Ultrasound Assisted Synthesis of Hydroxylated Soybean Lecithin from Crude Soybean Lecithin as an Emulsifier

Soybean lecithin is a by-product obtained during degumming step of crude soybean oil refining. Crude soybean lecithin (CSL) contains major amount of phospholipids (PLs) along with minor amount of acylglycerols, bioactive components, etc. Due to presence of PLs, CSL can be used as an emulsifier. Crude soybean lecithin (CSL) was utilized to synthesize hydroxylated soybean lecithin (HSL) by hydroxylation using hydrogen peroxide and catalytic amount of lactic acid to enhance the hydrophilicity and emulsifying properties of CSL. To reduce the reaction time and to increase rate of reaction, HSL was synthesized under ultrasound irradiation. The effect of different operating parameters such as lactic acid, hydrogen peroxide, temperature, ultrasonic power and duty cycle in synthesis of HSL were studied and optimized. The surface tension (SFT), interfacial tension (IFT) and the critical micelle concentration (CMC) of the HSL (26.11 mN/m, 2.67 mN/m, 112 mg/L) were compared to CSL (37.53 mN/m, 6.22 mN/m, 291 mg/L) respectively. The HSL has better emulsion stability and low foaming characteristics as compared to CSL. Therefore, the product as an effective emulsifier can be used in food, pharmacy, lubricant, cosmetics, etc.

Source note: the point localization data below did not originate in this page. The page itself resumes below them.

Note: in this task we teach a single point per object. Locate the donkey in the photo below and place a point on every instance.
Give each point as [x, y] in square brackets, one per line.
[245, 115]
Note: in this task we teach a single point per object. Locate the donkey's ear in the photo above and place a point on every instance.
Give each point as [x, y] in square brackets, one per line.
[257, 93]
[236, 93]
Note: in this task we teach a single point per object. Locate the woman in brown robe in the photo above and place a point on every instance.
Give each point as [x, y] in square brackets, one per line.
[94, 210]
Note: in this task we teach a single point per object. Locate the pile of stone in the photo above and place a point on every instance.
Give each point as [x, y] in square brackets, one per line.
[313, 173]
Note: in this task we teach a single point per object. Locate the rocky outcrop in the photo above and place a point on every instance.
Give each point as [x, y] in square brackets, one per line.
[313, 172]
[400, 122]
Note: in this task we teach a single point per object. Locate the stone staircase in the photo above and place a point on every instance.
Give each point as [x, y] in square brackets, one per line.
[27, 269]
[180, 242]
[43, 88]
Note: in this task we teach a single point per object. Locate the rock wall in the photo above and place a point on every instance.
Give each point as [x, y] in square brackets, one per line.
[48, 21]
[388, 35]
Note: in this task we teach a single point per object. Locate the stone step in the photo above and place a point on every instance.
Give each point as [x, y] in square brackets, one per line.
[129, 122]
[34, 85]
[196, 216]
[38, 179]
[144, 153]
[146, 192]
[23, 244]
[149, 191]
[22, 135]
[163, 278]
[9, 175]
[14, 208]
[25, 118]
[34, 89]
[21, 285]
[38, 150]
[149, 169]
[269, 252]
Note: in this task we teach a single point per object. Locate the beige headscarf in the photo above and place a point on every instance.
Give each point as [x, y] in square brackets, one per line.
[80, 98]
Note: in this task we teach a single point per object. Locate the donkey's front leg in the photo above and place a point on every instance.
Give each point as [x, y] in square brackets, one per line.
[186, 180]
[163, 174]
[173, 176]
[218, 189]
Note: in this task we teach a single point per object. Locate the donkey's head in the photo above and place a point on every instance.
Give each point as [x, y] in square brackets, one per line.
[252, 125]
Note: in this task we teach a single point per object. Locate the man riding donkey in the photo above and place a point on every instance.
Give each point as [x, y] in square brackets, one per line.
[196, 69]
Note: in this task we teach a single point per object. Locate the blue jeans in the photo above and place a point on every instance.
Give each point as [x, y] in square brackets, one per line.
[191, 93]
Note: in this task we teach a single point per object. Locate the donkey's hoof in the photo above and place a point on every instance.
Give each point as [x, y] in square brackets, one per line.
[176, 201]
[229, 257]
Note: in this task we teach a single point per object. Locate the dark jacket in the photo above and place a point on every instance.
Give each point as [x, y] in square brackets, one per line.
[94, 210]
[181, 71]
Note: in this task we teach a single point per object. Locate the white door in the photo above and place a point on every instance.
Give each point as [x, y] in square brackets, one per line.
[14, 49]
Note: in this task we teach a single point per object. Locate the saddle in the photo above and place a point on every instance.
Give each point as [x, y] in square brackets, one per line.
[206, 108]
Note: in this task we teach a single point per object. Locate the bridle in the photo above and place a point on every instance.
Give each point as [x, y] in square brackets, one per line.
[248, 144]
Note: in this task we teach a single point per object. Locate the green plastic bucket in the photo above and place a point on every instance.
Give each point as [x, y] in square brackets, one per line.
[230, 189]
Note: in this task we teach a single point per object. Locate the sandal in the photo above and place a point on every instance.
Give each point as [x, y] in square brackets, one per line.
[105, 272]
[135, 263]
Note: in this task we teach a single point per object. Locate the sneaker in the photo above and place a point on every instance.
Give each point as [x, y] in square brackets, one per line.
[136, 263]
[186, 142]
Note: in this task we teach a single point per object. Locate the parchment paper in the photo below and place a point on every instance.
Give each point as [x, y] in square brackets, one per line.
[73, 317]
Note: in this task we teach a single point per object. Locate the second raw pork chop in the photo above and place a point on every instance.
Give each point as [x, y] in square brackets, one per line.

An investigation of lipase catalysed sonochemical synthesis: A review

Ultrasonic irradiation has recently gained attention of researchers for its process intensification in numerous reactions. Earlier ultrasound was known for its application either to deactivate enzyme activity or to disrupt the cell. However, in recent years, practice of ultrasonic irradiation began to emerge as a tool for the activation of the enzymes under mild frequency conditions. The incorporation of ultrasound in any of enzymatic reactions not only increases yield but also accelerates the rate of reaction in the presence of mild conditions with better yield and less side-products. To attain maximum yield, it is crucial to understand the mechanism and effect of sonication on reaction especially for the lipase enzyme. Thus, the influence of ultrasound irradiation on reaction yield for different parameters including temperature, enzyme concentration, mole ratio of substrates, solvents ultrasonic frequency and power was reviewed and discussed. The physical effect of cavitation determined by bubble dynamics and rate of reaction through kinetic modelling also needs to be assessed for complete investigation and scale up of synthesis. Thus, prudish utilisation of ultrasound for enzymatic synthesis can serve better future for sustainable and green chemistry.